They were sitting against the north wall of the cave, or at least Spyrling was, his back against the rock, his legs straight out before him. Sybil, sitting cross-legged before him, stared at his skinny ankles. “You did your duty,” Spyrling said to Scholastica. “She came back safe. We’re all safe. The dragons are gone.” Scholastica leered at him. He sighed.
“That knight didn’t seem worried about Alkahest being safe, from what you said,” muttered Sybil. “Anyway … we should figure out how to get her back home.”
“I’m staying,” said Spyrling.
Scholastica paused in her pacing. “What?” said Sybil.
“Those forest chambers need me,” said Spyrling. “Can’t leave Kezia to heal them all on her own.”
“Oh, it’s the forest you’re worried about,” said Sybil. “Not Kezia. Not her at all.” Spyrling smiled in a way she didn’t like.
“You swore an oath,” said Scholastica, very seriously and child-like.
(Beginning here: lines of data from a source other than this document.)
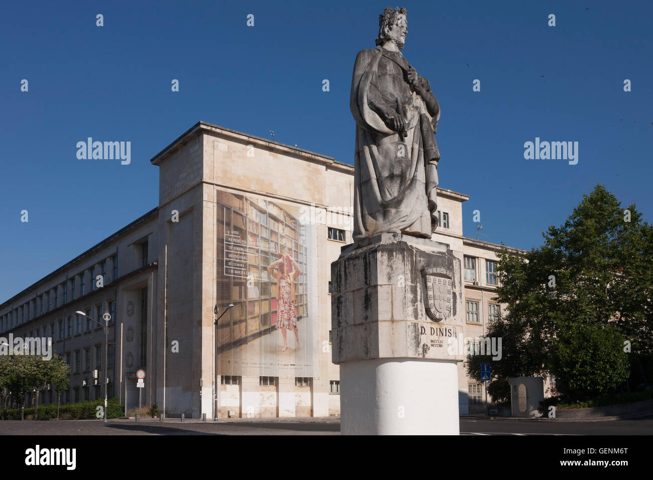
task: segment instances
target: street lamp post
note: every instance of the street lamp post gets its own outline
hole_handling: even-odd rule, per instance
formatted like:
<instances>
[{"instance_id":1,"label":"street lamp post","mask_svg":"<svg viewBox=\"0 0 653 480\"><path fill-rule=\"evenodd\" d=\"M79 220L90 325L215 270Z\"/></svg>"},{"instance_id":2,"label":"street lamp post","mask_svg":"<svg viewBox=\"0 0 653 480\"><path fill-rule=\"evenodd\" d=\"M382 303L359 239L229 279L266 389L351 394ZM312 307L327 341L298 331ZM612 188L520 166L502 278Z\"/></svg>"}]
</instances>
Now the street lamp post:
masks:
<instances>
[{"instance_id":1,"label":"street lamp post","mask_svg":"<svg viewBox=\"0 0 653 480\"><path fill-rule=\"evenodd\" d=\"M108 347L109 347L109 322L111 321L111 313L105 311L104 314L102 315L102 318L106 323L106 325L103 325L100 322L95 320L94 318L86 315L86 313L82 312L81 310L78 310L75 312L78 315L81 315L92 322L95 322L100 327L101 327L104 330L104 371L103 372L103 376L104 378L104 421L106 421L106 408L108 406L107 402L107 392L106 392L106 383L109 379L109 357L108 357Z\"/></svg>"},{"instance_id":2,"label":"street lamp post","mask_svg":"<svg viewBox=\"0 0 653 480\"><path fill-rule=\"evenodd\" d=\"M224 315L227 312L229 312L229 309L232 308L234 304L232 303L230 303L229 305L227 305L227 308L225 309L225 311L222 312L222 315ZM217 308L217 304L216 304L213 309L214 315L215 315L216 317L215 322L214 323L214 325L215 325L215 333L214 335L215 338L215 344L214 345L214 351L215 352L215 364L214 366L215 374L214 376L214 379L213 379L213 384L215 385L214 387L215 391L214 391L214 394L213 394L213 421L214 422L217 421L217 396L219 394L218 392L219 391L219 388L220 388L220 386L217 384L217 331L218 331L217 321L221 318L222 318L222 315L221 315L219 317L217 316L218 310L219 309Z\"/></svg>"}]
</instances>

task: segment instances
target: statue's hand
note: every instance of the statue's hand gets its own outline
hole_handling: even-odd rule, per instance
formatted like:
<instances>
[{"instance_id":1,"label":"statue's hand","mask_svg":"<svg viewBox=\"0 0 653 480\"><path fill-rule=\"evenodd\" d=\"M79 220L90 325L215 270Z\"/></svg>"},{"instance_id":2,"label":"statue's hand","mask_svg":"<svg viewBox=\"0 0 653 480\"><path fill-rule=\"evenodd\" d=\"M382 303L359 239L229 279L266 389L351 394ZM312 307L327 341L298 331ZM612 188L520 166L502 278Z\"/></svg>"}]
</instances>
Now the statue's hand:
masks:
<instances>
[{"instance_id":1,"label":"statue's hand","mask_svg":"<svg viewBox=\"0 0 653 480\"><path fill-rule=\"evenodd\" d=\"M383 122L390 130L400 133L404 131L404 119L396 112L383 116Z\"/></svg>"},{"instance_id":2,"label":"statue's hand","mask_svg":"<svg viewBox=\"0 0 653 480\"><path fill-rule=\"evenodd\" d=\"M413 88L416 89L419 86L419 75L417 74L417 71L412 67L406 72L406 80L413 86Z\"/></svg>"}]
</instances>

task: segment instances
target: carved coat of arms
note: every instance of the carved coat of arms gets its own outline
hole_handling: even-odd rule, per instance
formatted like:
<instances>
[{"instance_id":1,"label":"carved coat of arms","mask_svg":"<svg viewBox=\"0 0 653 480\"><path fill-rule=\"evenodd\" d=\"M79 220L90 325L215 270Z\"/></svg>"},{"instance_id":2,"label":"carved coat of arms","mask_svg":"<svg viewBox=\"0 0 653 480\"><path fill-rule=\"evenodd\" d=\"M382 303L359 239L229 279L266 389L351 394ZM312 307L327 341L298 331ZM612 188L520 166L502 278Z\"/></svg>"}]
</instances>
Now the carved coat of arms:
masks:
<instances>
[{"instance_id":1,"label":"carved coat of arms","mask_svg":"<svg viewBox=\"0 0 653 480\"><path fill-rule=\"evenodd\" d=\"M439 322L451 315L451 272L434 267L422 270L422 285L426 315Z\"/></svg>"}]
</instances>

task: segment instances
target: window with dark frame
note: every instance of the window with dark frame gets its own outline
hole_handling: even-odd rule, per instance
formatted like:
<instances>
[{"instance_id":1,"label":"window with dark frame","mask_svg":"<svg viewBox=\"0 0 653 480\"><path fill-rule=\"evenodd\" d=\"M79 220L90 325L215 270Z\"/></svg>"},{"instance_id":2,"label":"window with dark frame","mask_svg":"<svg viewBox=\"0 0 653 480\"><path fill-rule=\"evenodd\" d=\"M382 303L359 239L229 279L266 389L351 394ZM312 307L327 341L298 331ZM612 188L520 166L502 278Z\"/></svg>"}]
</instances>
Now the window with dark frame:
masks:
<instances>
[{"instance_id":1,"label":"window with dark frame","mask_svg":"<svg viewBox=\"0 0 653 480\"><path fill-rule=\"evenodd\" d=\"M488 304L488 322L490 323L495 323L499 321L499 318L501 317L501 311L500 310L499 306L496 304Z\"/></svg>"},{"instance_id":2,"label":"window with dark frame","mask_svg":"<svg viewBox=\"0 0 653 480\"><path fill-rule=\"evenodd\" d=\"M259 385L266 387L274 387L278 383L278 377L259 377Z\"/></svg>"},{"instance_id":3,"label":"window with dark frame","mask_svg":"<svg viewBox=\"0 0 653 480\"><path fill-rule=\"evenodd\" d=\"M236 375L222 375L220 376L220 383L223 385L239 385L240 377Z\"/></svg>"},{"instance_id":4,"label":"window with dark frame","mask_svg":"<svg viewBox=\"0 0 653 480\"><path fill-rule=\"evenodd\" d=\"M310 377L295 377L295 387L310 387L311 380L312 380Z\"/></svg>"},{"instance_id":5,"label":"window with dark frame","mask_svg":"<svg viewBox=\"0 0 653 480\"><path fill-rule=\"evenodd\" d=\"M485 261L485 276L488 285L497 285L496 262L493 260Z\"/></svg>"},{"instance_id":6,"label":"window with dark frame","mask_svg":"<svg viewBox=\"0 0 653 480\"><path fill-rule=\"evenodd\" d=\"M476 280L476 259L474 257L465 255L463 261L465 266L465 280L475 281Z\"/></svg>"},{"instance_id":7,"label":"window with dark frame","mask_svg":"<svg viewBox=\"0 0 653 480\"><path fill-rule=\"evenodd\" d=\"M472 323L480 323L479 319L479 302L467 300L467 321Z\"/></svg>"},{"instance_id":8,"label":"window with dark frame","mask_svg":"<svg viewBox=\"0 0 653 480\"><path fill-rule=\"evenodd\" d=\"M345 231L340 229L336 229L332 227L328 227L328 240L337 240L338 242L345 242Z\"/></svg>"},{"instance_id":9,"label":"window with dark frame","mask_svg":"<svg viewBox=\"0 0 653 480\"><path fill-rule=\"evenodd\" d=\"M140 244L140 266L148 264L148 240Z\"/></svg>"},{"instance_id":10,"label":"window with dark frame","mask_svg":"<svg viewBox=\"0 0 653 480\"><path fill-rule=\"evenodd\" d=\"M483 396L481 394L481 387L479 383L468 384L468 396L470 405L480 405L483 403Z\"/></svg>"}]
</instances>

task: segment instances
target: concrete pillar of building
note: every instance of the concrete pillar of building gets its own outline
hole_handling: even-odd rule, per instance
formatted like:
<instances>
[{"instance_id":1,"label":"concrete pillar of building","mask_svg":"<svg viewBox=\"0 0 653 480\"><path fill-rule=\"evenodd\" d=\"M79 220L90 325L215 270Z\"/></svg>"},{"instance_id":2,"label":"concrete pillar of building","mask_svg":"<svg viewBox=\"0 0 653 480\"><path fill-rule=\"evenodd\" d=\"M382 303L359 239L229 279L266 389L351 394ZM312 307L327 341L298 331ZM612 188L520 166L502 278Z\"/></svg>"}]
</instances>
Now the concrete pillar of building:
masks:
<instances>
[{"instance_id":1,"label":"concrete pillar of building","mask_svg":"<svg viewBox=\"0 0 653 480\"><path fill-rule=\"evenodd\" d=\"M341 432L458 435L462 279L449 246L381 234L331 280Z\"/></svg>"},{"instance_id":2,"label":"concrete pillar of building","mask_svg":"<svg viewBox=\"0 0 653 480\"><path fill-rule=\"evenodd\" d=\"M260 417L259 402L259 377L241 377L240 417L253 418Z\"/></svg>"},{"instance_id":3,"label":"concrete pillar of building","mask_svg":"<svg viewBox=\"0 0 653 480\"><path fill-rule=\"evenodd\" d=\"M278 391L279 417L295 417L295 377L279 377Z\"/></svg>"}]
</instances>

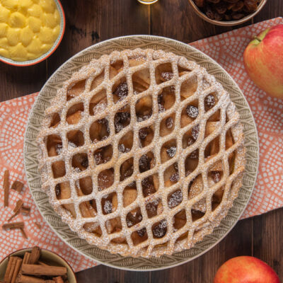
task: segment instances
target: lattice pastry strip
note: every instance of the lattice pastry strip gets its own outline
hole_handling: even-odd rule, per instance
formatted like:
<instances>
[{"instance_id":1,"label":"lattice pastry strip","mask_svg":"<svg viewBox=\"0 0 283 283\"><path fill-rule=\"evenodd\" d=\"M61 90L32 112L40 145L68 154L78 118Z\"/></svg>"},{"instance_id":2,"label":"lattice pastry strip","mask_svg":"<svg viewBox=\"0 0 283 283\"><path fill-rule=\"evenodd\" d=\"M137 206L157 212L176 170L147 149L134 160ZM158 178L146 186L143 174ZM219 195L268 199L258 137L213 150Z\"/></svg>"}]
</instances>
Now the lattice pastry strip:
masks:
<instances>
[{"instance_id":1,"label":"lattice pastry strip","mask_svg":"<svg viewBox=\"0 0 283 283\"><path fill-rule=\"evenodd\" d=\"M245 168L227 92L161 50L92 60L58 91L37 140L55 211L91 244L123 255L191 248L226 216Z\"/></svg>"}]
</instances>

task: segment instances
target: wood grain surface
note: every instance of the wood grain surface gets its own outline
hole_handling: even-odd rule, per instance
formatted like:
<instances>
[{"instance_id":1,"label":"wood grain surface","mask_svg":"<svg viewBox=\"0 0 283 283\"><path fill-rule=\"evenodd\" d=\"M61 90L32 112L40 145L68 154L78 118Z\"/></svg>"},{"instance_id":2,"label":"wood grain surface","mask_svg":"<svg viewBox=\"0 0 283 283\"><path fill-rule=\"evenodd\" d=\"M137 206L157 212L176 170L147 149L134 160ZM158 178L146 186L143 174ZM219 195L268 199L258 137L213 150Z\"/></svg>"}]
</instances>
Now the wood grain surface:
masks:
<instances>
[{"instance_id":1,"label":"wood grain surface","mask_svg":"<svg viewBox=\"0 0 283 283\"><path fill-rule=\"evenodd\" d=\"M159 0L151 6L137 0L62 0L66 31L55 52L28 67L0 62L1 100L38 91L67 59L98 42L121 35L151 34L191 42L240 26L214 26L200 18L187 0ZM269 0L244 25L282 16L283 1ZM77 273L79 283L210 283L218 267L237 255L265 261L283 279L283 209L240 221L217 246L199 258L168 270L134 272L103 265Z\"/></svg>"}]
</instances>

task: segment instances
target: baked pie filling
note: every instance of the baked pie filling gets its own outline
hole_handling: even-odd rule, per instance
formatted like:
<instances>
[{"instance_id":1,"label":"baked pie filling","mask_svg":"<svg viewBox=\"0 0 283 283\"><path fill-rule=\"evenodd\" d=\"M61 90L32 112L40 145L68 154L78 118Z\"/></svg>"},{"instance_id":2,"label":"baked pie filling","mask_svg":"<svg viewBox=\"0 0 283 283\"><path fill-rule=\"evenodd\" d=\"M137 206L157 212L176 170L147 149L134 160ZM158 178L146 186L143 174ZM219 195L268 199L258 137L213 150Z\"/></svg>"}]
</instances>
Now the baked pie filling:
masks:
<instances>
[{"instance_id":1,"label":"baked pie filling","mask_svg":"<svg viewBox=\"0 0 283 283\"><path fill-rule=\"evenodd\" d=\"M91 61L58 91L37 139L55 211L91 244L123 255L190 248L226 215L245 168L228 93L161 50Z\"/></svg>"}]
</instances>

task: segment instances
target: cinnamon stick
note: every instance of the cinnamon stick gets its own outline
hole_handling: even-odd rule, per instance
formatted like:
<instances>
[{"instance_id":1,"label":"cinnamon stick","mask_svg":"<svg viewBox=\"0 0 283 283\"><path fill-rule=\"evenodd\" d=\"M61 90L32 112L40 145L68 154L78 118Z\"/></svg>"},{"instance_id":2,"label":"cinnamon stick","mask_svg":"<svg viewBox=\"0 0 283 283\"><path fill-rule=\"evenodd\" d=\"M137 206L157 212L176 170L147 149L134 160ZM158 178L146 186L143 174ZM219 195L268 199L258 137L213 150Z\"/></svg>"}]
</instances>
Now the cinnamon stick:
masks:
<instances>
[{"instance_id":1,"label":"cinnamon stick","mask_svg":"<svg viewBox=\"0 0 283 283\"><path fill-rule=\"evenodd\" d=\"M25 255L23 255L23 263L28 263L30 258L30 253L25 252Z\"/></svg>"},{"instance_id":2,"label":"cinnamon stick","mask_svg":"<svg viewBox=\"0 0 283 283\"><path fill-rule=\"evenodd\" d=\"M27 236L27 235L26 235L26 233L25 233L25 230L23 229L23 228L20 228L20 231L21 231L21 233L22 235L23 235L23 237L25 238L28 238L28 236Z\"/></svg>"},{"instance_id":3,"label":"cinnamon stick","mask_svg":"<svg viewBox=\"0 0 283 283\"><path fill-rule=\"evenodd\" d=\"M9 262L8 263L7 269L6 270L6 273L4 276L4 282L6 283L11 283L13 276L16 271L17 267L17 262L21 260L21 262L22 259L18 257L10 257ZM11 264L10 264L11 261ZM20 265L21 267L21 265ZM20 268L18 267L18 268ZM18 275L18 274L17 274Z\"/></svg>"},{"instance_id":4,"label":"cinnamon stick","mask_svg":"<svg viewBox=\"0 0 283 283\"><path fill-rule=\"evenodd\" d=\"M2 229L4 230L7 229L17 229L23 228L25 224L23 222L13 222L13 223L6 223L2 225Z\"/></svg>"},{"instance_id":5,"label":"cinnamon stick","mask_svg":"<svg viewBox=\"0 0 283 283\"><path fill-rule=\"evenodd\" d=\"M46 280L47 281L47 280ZM34 277L33 276L26 276L22 274L19 274L16 283L46 283L44 279Z\"/></svg>"},{"instance_id":6,"label":"cinnamon stick","mask_svg":"<svg viewBox=\"0 0 283 283\"><path fill-rule=\"evenodd\" d=\"M3 187L4 189L4 207L8 206L8 193L9 193L9 171L5 170L3 180Z\"/></svg>"},{"instance_id":7,"label":"cinnamon stick","mask_svg":"<svg viewBox=\"0 0 283 283\"><path fill-rule=\"evenodd\" d=\"M21 258L17 257L16 262L16 267L13 271L12 279L11 280L11 283L16 283L16 279L17 278L18 275L20 272L21 267L22 265L22 262L23 260Z\"/></svg>"},{"instance_id":8,"label":"cinnamon stick","mask_svg":"<svg viewBox=\"0 0 283 283\"><path fill-rule=\"evenodd\" d=\"M11 189L16 190L18 192L21 192L23 187L23 183L20 181L15 181L13 183Z\"/></svg>"},{"instance_id":9,"label":"cinnamon stick","mask_svg":"<svg viewBox=\"0 0 283 283\"><path fill-rule=\"evenodd\" d=\"M30 207L24 207L23 206L21 209L21 211L23 214L29 215L30 212Z\"/></svg>"},{"instance_id":10,"label":"cinnamon stick","mask_svg":"<svg viewBox=\"0 0 283 283\"><path fill-rule=\"evenodd\" d=\"M64 281L61 276L58 276L57 277L53 277L53 280L55 282L55 283L64 283Z\"/></svg>"},{"instance_id":11,"label":"cinnamon stick","mask_svg":"<svg viewBox=\"0 0 283 283\"><path fill-rule=\"evenodd\" d=\"M34 265L37 262L40 256L40 249L39 247L33 247L31 250L30 258L28 262L30 265Z\"/></svg>"},{"instance_id":12,"label":"cinnamon stick","mask_svg":"<svg viewBox=\"0 0 283 283\"><path fill-rule=\"evenodd\" d=\"M38 261L38 264L40 265L43 265L43 266L49 266L47 263L43 262L42 262L40 260Z\"/></svg>"},{"instance_id":13,"label":"cinnamon stick","mask_svg":"<svg viewBox=\"0 0 283 283\"><path fill-rule=\"evenodd\" d=\"M12 220L13 218L14 218L16 216L17 216L19 214L21 208L23 206L23 200L18 200L17 203L16 204L16 207L13 210L14 214L8 219L8 221Z\"/></svg>"},{"instance_id":14,"label":"cinnamon stick","mask_svg":"<svg viewBox=\"0 0 283 283\"><path fill-rule=\"evenodd\" d=\"M60 276L67 273L67 268L59 266L42 266L24 264L22 273L28 275Z\"/></svg>"}]
</instances>

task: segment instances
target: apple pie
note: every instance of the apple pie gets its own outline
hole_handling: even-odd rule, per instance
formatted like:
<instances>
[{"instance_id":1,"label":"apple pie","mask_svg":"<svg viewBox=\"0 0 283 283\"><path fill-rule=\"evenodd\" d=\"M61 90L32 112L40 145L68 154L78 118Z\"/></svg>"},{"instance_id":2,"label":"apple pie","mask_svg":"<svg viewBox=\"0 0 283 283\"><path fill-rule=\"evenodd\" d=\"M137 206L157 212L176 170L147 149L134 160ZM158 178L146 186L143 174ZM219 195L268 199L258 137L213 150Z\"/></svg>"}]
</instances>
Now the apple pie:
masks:
<instances>
[{"instance_id":1,"label":"apple pie","mask_svg":"<svg viewBox=\"0 0 283 283\"><path fill-rule=\"evenodd\" d=\"M241 187L243 127L195 62L115 51L64 83L37 137L42 188L71 229L112 253L152 257L212 233Z\"/></svg>"}]
</instances>

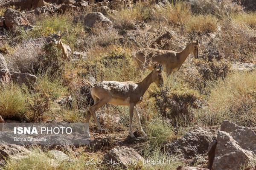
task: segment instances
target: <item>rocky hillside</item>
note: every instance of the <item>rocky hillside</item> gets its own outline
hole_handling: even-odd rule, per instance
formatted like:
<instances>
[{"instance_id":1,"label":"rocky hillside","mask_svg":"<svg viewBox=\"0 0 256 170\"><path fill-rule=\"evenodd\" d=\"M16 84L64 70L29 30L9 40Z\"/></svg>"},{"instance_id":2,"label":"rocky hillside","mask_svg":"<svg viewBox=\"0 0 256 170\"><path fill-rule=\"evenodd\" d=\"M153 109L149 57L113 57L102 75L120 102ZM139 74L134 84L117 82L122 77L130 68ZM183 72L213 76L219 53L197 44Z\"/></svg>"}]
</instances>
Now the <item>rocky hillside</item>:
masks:
<instances>
[{"instance_id":1,"label":"rocky hillside","mask_svg":"<svg viewBox=\"0 0 256 170\"><path fill-rule=\"evenodd\" d=\"M85 122L94 104L86 82L141 81L151 71L134 62L138 51L181 51L192 42L198 49L145 94L146 136L135 118L129 135L128 106L107 104L96 112L105 132L91 119L89 144L1 141L0 170L256 169L256 7L0 0L1 135L9 123Z\"/></svg>"}]
</instances>

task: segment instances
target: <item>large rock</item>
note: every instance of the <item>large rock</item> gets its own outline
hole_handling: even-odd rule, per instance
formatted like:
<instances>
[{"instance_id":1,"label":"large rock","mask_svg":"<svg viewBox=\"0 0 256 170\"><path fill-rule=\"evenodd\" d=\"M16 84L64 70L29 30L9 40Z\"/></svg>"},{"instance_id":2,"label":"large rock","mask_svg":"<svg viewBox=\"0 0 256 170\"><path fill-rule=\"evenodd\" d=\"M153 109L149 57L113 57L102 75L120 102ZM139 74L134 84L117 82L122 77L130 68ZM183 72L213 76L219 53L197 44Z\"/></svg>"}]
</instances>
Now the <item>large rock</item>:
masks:
<instances>
[{"instance_id":1,"label":"large rock","mask_svg":"<svg viewBox=\"0 0 256 170\"><path fill-rule=\"evenodd\" d=\"M8 82L10 80L9 74L6 62L3 56L0 54L0 83Z\"/></svg>"},{"instance_id":2,"label":"large rock","mask_svg":"<svg viewBox=\"0 0 256 170\"><path fill-rule=\"evenodd\" d=\"M256 69L256 65L253 63L235 62L232 63L231 69L238 71L252 71Z\"/></svg>"},{"instance_id":3,"label":"large rock","mask_svg":"<svg viewBox=\"0 0 256 170\"><path fill-rule=\"evenodd\" d=\"M36 81L37 77L34 75L16 71L10 71L10 74L12 80L19 85L24 84L31 87Z\"/></svg>"},{"instance_id":4,"label":"large rock","mask_svg":"<svg viewBox=\"0 0 256 170\"><path fill-rule=\"evenodd\" d=\"M67 11L78 11L79 8L77 6L72 4L63 4L58 9L59 12L64 13Z\"/></svg>"},{"instance_id":5,"label":"large rock","mask_svg":"<svg viewBox=\"0 0 256 170\"><path fill-rule=\"evenodd\" d=\"M233 0L236 2L236 0ZM256 11L256 1L255 0L239 0L244 9L247 11Z\"/></svg>"},{"instance_id":6,"label":"large rock","mask_svg":"<svg viewBox=\"0 0 256 170\"><path fill-rule=\"evenodd\" d=\"M1 115L0 115L0 123L4 123L4 120L3 119Z\"/></svg>"},{"instance_id":7,"label":"large rock","mask_svg":"<svg viewBox=\"0 0 256 170\"><path fill-rule=\"evenodd\" d=\"M175 142L166 144L163 149L172 154L181 154L185 158L192 158L207 153L208 147L215 139L209 130L197 128Z\"/></svg>"},{"instance_id":8,"label":"large rock","mask_svg":"<svg viewBox=\"0 0 256 170\"><path fill-rule=\"evenodd\" d=\"M160 46L161 47L160 49L165 50L170 49L169 43L173 37L173 32L171 33L169 31L167 31L158 37L152 43L151 47L154 48Z\"/></svg>"},{"instance_id":9,"label":"large rock","mask_svg":"<svg viewBox=\"0 0 256 170\"><path fill-rule=\"evenodd\" d=\"M69 156L63 152L59 150L52 150L49 151L55 159L60 162L70 161L71 159Z\"/></svg>"},{"instance_id":10,"label":"large rock","mask_svg":"<svg viewBox=\"0 0 256 170\"><path fill-rule=\"evenodd\" d=\"M110 6L112 9L120 10L126 5L126 1L123 0L113 0L110 2Z\"/></svg>"},{"instance_id":11,"label":"large rock","mask_svg":"<svg viewBox=\"0 0 256 170\"><path fill-rule=\"evenodd\" d=\"M3 124L1 123L4 123L4 120L0 115L0 132L3 130Z\"/></svg>"},{"instance_id":12,"label":"large rock","mask_svg":"<svg viewBox=\"0 0 256 170\"><path fill-rule=\"evenodd\" d=\"M13 30L17 26L27 25L29 23L24 14L8 8L4 14L4 23L7 28Z\"/></svg>"},{"instance_id":13,"label":"large rock","mask_svg":"<svg viewBox=\"0 0 256 170\"><path fill-rule=\"evenodd\" d=\"M0 143L0 164L5 162L6 158L18 159L27 155L30 153L29 150L21 146Z\"/></svg>"},{"instance_id":14,"label":"large rock","mask_svg":"<svg viewBox=\"0 0 256 170\"><path fill-rule=\"evenodd\" d=\"M4 17L0 16L0 26L4 26Z\"/></svg>"},{"instance_id":15,"label":"large rock","mask_svg":"<svg viewBox=\"0 0 256 170\"><path fill-rule=\"evenodd\" d=\"M180 166L177 168L176 170L209 170L209 169L201 168L200 167Z\"/></svg>"},{"instance_id":16,"label":"large rock","mask_svg":"<svg viewBox=\"0 0 256 170\"><path fill-rule=\"evenodd\" d=\"M239 170L256 154L256 134L252 130L224 121L218 131L212 170Z\"/></svg>"},{"instance_id":17,"label":"large rock","mask_svg":"<svg viewBox=\"0 0 256 170\"><path fill-rule=\"evenodd\" d=\"M122 169L128 168L129 164L133 164L137 161L143 162L144 160L134 149L124 146L117 146L104 155L105 162L109 164L113 162L120 163L118 164Z\"/></svg>"},{"instance_id":18,"label":"large rock","mask_svg":"<svg viewBox=\"0 0 256 170\"><path fill-rule=\"evenodd\" d=\"M108 11L110 10L110 9L109 8L106 6L97 7L93 8L92 9L93 12L99 12L102 13L104 15L107 14Z\"/></svg>"},{"instance_id":19,"label":"large rock","mask_svg":"<svg viewBox=\"0 0 256 170\"><path fill-rule=\"evenodd\" d=\"M20 9L20 10L30 10L31 9L35 9L36 8L40 7L42 6L49 5L48 3L56 3L59 4L60 0L11 0L5 3L3 7L9 7L10 6L15 6L15 9Z\"/></svg>"},{"instance_id":20,"label":"large rock","mask_svg":"<svg viewBox=\"0 0 256 170\"><path fill-rule=\"evenodd\" d=\"M112 27L113 23L100 12L92 12L87 14L84 17L84 24L87 27L92 28L96 24L106 27Z\"/></svg>"}]
</instances>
“I’ve sworn different oaths, to different people,” said Spyrling. He looked at Sybil, and then back to Scholastica. “This one takes precedence. She’s a vala, and now she doesn’t have a community … I have to stay with her. To help.”
“Help with what?” asked Sybil.
Spyrling’s smile spread. “You know. Fertility magic. Making things grow.”
Scholastica gave a bark of laughter. “How to spread your seeds!” It wasn’t right, for someone her age to say that, thought Sybil. She stood, and kicked Spyrling in the thigh, hard. He gasped in pain as Scholastica laughed again.
“Alkahest’s our friend,” said Sybil. “You’re going to abandon her to go play with an elf girl!”
“You didn’t have to kick so hard,” he grumbled. “That hurt, Sybil.”
She turned, and ran toward the inn, away from him. He was a fool anyway. And Scholastica just liked hurting people, and watching them be hurt. What did she care for either of them? If they didn’t care, why should she?
“I think you’re very young,” said Alexander, “and I think you are looking for something from me, but you don’t want to say what it is. Nor do I know enough to guess.”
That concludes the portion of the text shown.